Pocos casos, no tan buenas noticias

Parece chocar con el sentido común, pero el hecho de que Venezuela presente estas anómalas bajas cifras de casos confirmados de Covid-19 es preocupante. Pongamos de lado por un minuto la cuestión de que los números son incontrastables por la censura impuesta por el gobierno de Nicolás Maduro, quien comparece marcialmente todos los días con unos números stajanovistas, heroicos. El asunto central es más bien el de la historia natural de las epidemias.
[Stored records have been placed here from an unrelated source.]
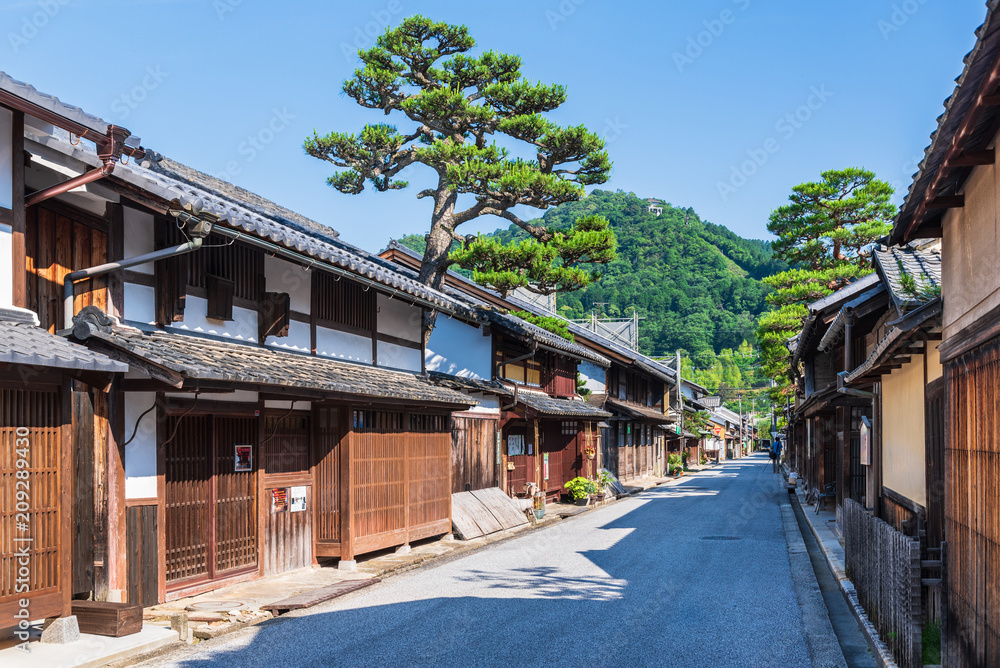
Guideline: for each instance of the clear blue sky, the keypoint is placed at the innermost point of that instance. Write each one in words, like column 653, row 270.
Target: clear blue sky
column 197, row 78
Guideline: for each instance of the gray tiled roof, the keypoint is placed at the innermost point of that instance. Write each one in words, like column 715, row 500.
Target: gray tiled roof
column 923, row 265
column 527, row 330
column 52, row 104
column 547, row 405
column 23, row 343
column 979, row 66
column 470, row 384
column 201, row 358
column 201, row 194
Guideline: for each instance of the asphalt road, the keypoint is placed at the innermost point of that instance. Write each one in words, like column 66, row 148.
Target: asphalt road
column 688, row 574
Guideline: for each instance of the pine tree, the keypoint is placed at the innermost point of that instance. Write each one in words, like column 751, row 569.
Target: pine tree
column 826, row 233
column 455, row 103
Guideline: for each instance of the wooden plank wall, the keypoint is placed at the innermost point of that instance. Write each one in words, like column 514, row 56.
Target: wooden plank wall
column 55, row 245
column 40, row 413
column 143, row 560
column 884, row 566
column 972, row 523
column 474, row 454
column 287, row 539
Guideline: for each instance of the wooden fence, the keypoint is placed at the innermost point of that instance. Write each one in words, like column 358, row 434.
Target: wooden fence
column 884, row 566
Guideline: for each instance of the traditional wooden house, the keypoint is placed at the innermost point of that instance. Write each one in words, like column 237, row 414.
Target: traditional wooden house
column 953, row 197
column 635, row 389
column 274, row 411
column 54, row 417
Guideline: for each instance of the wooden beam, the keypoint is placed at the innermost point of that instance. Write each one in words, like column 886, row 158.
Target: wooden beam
column 973, row 158
column 947, row 202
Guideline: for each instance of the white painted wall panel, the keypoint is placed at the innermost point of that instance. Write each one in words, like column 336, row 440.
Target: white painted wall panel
column 243, row 326
column 140, row 454
column 392, row 356
column 6, row 164
column 6, row 267
column 140, row 303
column 139, row 240
column 459, row 349
column 594, row 377
column 398, row 319
column 342, row 345
column 298, row 338
column 283, row 276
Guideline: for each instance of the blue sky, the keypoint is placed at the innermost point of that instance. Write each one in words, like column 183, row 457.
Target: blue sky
column 721, row 105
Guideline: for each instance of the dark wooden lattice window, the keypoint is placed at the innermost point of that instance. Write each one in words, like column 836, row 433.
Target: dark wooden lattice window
column 343, row 302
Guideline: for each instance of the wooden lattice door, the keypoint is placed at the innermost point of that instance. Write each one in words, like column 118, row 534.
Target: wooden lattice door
column 32, row 508
column 210, row 508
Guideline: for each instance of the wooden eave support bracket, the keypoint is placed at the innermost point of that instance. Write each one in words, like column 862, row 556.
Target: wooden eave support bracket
column 973, row 158
column 946, row 202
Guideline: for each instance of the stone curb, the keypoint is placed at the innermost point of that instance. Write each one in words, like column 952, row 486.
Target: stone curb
column 881, row 653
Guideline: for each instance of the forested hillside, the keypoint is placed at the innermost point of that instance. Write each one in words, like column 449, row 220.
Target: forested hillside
column 697, row 285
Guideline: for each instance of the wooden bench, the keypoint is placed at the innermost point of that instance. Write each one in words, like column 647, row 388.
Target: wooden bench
column 105, row 618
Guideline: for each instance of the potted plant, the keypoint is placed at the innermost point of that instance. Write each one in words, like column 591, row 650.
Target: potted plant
column 603, row 482
column 580, row 490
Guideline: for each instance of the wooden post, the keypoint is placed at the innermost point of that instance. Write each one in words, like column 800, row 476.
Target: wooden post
column 19, row 254
column 346, row 502
column 538, row 456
Estas cesan cuando una mayoría muy apreciable de la población deja de contagiar porque se ha vuelto inmune al virus. Hay dos maneras de que eso ocurra: Vacunación y exposición. No hay por ahora vacuna contra el Covid-19, por lo que la inmunidad social (para no llamarla “inmunidad de rebaño”) solo puede provenir de que la mayor cantidad de gente posible sea expuesta al virus.

No es tanto la cantidad sino la velocidad

La lucha de estas semanas en todo el mundo ha consistido en intentar bajar la velocidad de contagio, de modo que ese 10% de los contagiados que necesitará cuidados hospitalarios pueda ser atendido, dadas las capacidades de la infraestructura sanitaria. La cuarentena generalizada permite lograrlo, pero deja intacto el problema de fondo: Que en algún momento casi todos deberemos contagiarnos para ser inmunes. Ese es el dilema del des-confinamiento que ahora los países que ya pasaron por lo peor tienen que enfrentar. Ciertamente la carrera por la vacuna es tan feroz que quizás se disponga de alguna antes de lo previsto, pero su masificación (literalmente, su hiper-masificación) será un proceso lento. Mientras tanto, solo queda apostar a “cronificar” la epidemia.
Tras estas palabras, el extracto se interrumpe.